Exceptionally regular readers will recall that I was, in fact, in Belgrade for most of Tuesday January 7th 2008, which is, coincidentally, Serbian Orthodox Christmas. On that day I noticed a lot of graffiti which said variations of 'Kosovo is Serbian forever'. I also ate lunch at a McDonalds restaurant in the center of town.
Kosovo is a region which is seen by Serbs as the cradle of Serbian culture, and is the site of monasteries, monuments, and graves. About a hundred years ago, Albanian migration rendered Serbs a minority in the region. During wars in the 1990s (featured in the movie "Behind Enemy Lines") Serbia attacked Albanians in the region (and vice versa), until Clinton authorized a NATO strike on Belgrade, forestalling an attempted genocide.
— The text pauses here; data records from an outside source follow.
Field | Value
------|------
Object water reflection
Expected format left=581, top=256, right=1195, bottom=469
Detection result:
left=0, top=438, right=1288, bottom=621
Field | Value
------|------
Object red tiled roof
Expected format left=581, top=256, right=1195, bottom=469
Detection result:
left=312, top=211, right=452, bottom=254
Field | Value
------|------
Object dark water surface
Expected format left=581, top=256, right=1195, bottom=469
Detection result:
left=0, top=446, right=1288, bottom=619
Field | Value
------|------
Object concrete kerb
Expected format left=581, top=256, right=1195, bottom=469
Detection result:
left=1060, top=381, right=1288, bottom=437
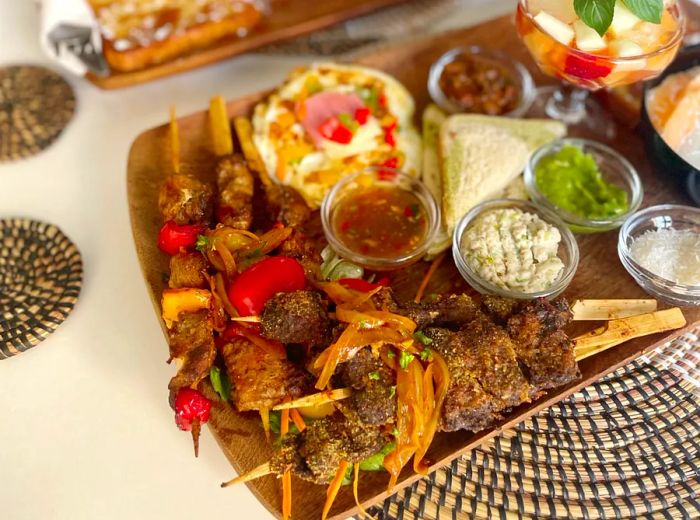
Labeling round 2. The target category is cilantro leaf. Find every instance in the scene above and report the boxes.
[399,350,415,370]
[622,0,664,23]
[209,367,231,402]
[574,0,615,36]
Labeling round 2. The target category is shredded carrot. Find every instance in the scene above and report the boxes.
[282,470,292,520]
[413,253,446,303]
[260,408,270,442]
[290,408,306,432]
[170,105,180,173]
[321,460,348,520]
[280,408,289,437]
[352,462,372,518]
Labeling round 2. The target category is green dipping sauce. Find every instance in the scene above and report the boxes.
[535,145,629,219]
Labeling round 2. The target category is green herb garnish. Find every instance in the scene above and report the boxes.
[399,350,416,370]
[209,367,231,402]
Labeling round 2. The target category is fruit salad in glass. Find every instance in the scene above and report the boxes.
[516,0,685,138]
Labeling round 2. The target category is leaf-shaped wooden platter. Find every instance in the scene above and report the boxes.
[127,13,700,519]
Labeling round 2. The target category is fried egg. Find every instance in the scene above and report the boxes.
[253,63,421,208]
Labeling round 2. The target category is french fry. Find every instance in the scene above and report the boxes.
[571,300,658,321]
[233,116,272,186]
[209,96,233,157]
[574,307,686,361]
[168,105,180,173]
[273,388,352,410]
[221,462,272,487]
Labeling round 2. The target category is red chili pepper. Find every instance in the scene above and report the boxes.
[564,54,613,80]
[158,220,205,256]
[318,116,352,144]
[175,387,211,431]
[355,107,372,125]
[338,276,389,292]
[382,157,399,168]
[228,256,306,316]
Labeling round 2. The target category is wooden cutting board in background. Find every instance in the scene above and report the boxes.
[86,0,407,89]
[127,12,700,520]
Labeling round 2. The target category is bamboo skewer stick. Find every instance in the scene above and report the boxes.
[272,388,352,410]
[571,300,658,321]
[221,462,272,487]
[574,307,686,361]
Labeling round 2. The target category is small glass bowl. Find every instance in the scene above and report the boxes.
[428,45,536,117]
[452,199,579,300]
[321,166,440,271]
[617,204,700,306]
[523,138,644,233]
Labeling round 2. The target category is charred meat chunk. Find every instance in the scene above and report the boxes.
[423,328,505,431]
[507,299,581,390]
[223,338,313,412]
[265,184,311,228]
[158,174,214,225]
[270,412,389,484]
[168,311,216,407]
[339,348,396,424]
[168,251,209,289]
[260,291,330,345]
[216,154,253,229]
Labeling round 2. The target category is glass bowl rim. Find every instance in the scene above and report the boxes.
[321,166,441,269]
[452,199,580,300]
[617,204,700,297]
[428,45,537,117]
[523,137,644,230]
[518,0,687,63]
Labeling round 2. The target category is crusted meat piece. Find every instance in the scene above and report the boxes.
[216,154,254,229]
[423,328,505,431]
[339,348,396,424]
[270,412,389,484]
[168,252,209,289]
[507,299,581,390]
[265,184,311,228]
[168,311,216,407]
[260,291,330,345]
[223,338,313,412]
[158,175,214,224]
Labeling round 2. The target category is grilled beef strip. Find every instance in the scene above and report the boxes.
[168,311,216,407]
[260,291,330,346]
[216,154,254,229]
[158,174,214,225]
[223,338,313,412]
[270,412,389,484]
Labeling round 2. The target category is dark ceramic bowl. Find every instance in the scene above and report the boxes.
[641,44,700,206]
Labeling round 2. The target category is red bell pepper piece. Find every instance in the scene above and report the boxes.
[175,387,211,431]
[318,116,352,144]
[228,256,306,316]
[158,220,205,256]
[355,107,372,125]
[338,276,389,292]
[564,54,613,80]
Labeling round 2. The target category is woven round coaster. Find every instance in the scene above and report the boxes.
[0,219,83,360]
[0,65,75,162]
[372,333,700,520]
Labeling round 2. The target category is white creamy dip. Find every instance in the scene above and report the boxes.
[460,208,564,293]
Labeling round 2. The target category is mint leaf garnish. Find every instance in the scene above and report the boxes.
[574,0,616,36]
[622,0,664,23]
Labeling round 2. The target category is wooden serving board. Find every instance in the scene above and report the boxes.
[127,12,700,519]
[85,0,406,89]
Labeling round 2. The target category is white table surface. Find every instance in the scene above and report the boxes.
[0,0,514,520]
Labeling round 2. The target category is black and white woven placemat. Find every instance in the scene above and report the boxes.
[373,330,700,520]
[0,219,83,360]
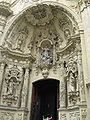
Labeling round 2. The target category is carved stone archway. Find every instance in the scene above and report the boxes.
[0,2,86,120]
About four weeks after my visit to Belgrade, Kosovo seceded from Serbia, and the McDonalds was torched by an angry crowd.
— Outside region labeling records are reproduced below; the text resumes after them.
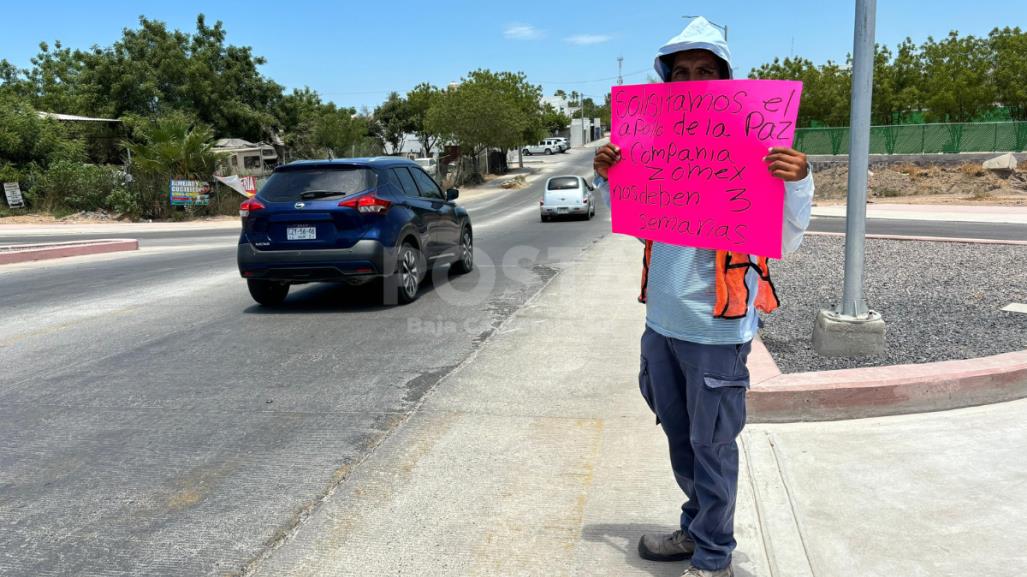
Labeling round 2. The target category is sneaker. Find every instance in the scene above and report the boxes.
[681,565,734,577]
[639,529,695,561]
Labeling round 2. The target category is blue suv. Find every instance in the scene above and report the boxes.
[238,157,474,306]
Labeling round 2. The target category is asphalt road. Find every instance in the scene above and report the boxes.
[0,151,609,577]
[0,155,1024,576]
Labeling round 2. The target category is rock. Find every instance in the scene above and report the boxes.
[984,153,1017,175]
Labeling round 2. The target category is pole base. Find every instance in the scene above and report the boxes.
[813,309,884,357]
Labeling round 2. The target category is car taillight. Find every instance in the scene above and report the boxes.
[339,194,392,215]
[239,198,266,219]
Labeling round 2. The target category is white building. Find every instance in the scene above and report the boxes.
[214,139,278,177]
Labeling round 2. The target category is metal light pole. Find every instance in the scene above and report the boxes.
[813,0,884,356]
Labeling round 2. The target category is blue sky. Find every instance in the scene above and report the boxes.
[0,0,1027,108]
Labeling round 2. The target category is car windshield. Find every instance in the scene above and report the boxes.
[260,166,377,202]
[548,177,578,190]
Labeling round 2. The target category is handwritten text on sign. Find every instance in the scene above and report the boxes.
[610,80,802,258]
Today, the political situation has stabilized to the point that travelers might only encounter entrance stamp shenanigans with certain border crossings.
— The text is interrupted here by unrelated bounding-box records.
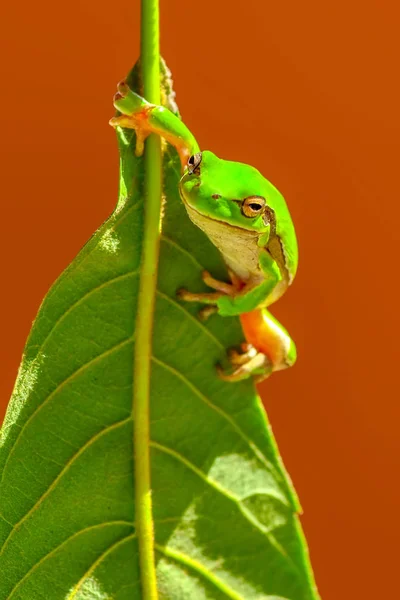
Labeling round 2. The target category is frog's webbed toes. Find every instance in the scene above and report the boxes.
[217,344,272,383]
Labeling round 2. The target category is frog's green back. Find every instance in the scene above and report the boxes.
[182,150,298,280]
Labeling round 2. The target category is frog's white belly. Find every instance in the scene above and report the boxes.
[186,204,265,285]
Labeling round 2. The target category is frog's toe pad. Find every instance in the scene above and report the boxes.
[217,344,272,383]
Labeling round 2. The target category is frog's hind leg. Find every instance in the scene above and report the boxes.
[218,309,296,383]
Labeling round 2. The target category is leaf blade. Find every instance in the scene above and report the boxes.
[0,62,318,600]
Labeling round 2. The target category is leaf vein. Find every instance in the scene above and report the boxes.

Against this backdrop we drove on a reasonably smooth road to the capital, Prishtina. Upon arrival, bus schedules out forced us to choose; half an hour or 24 hours in the city?
We set off up Bill Clinton boulevard towards the city center. About half way there we saw his statue as well as a three story high picture of him. We walked up the rather nice center plaza and found a guesthouse in which to stay. That evening we availed ourselves of superior purchasing power through fine dining, and J continued his sojourn through the world of Balkans beer.
Next morning we ventured to the Route 66 Diner opposite the UNMIK headquarters in the New Born part of town. I ate a half-pound 'fatburger' in another (unsuccessful) attempt to stop getting skinnier as we watched an endless procession of UN 4WDs cruising past.
We spent the rest of the day wandering through various neighborhoods. Highlights include the university campus with an architecturally interesting library and a barbwired shell of a church, and a series of nice mosques and monuments in the northern end of town, between which hung photos of the more than 3000 people still missing since the war in 1999.
On our way out of town we saw a big concrete church adorned with banners of Agnes Bojaxhiu, also known as Mother Theresa. She was a Christian Albanian born in what is now Macedonia, but that didn't stop the international airport in (mostly Muslim) Tirana being named after her!
We made it to the bus station with minutes to spare, availed ourselves of a strong contender for 'world's worst bathroom', and took our seats.
We managed to find the bus equivalent of an 'exit row' with stupendous amounts of legroom. This extra space allowed room for swarms of mosquitos to descend in perfect formation through the stagnant, stifling atmosphere, while our remaining senses were assaulted by a loop tape of terrible, terrible local music videos.
As the bus ground up a picturesque mountain range towards the Montenegrin border, we were rewarded with a spectacular sunset. An interesting day.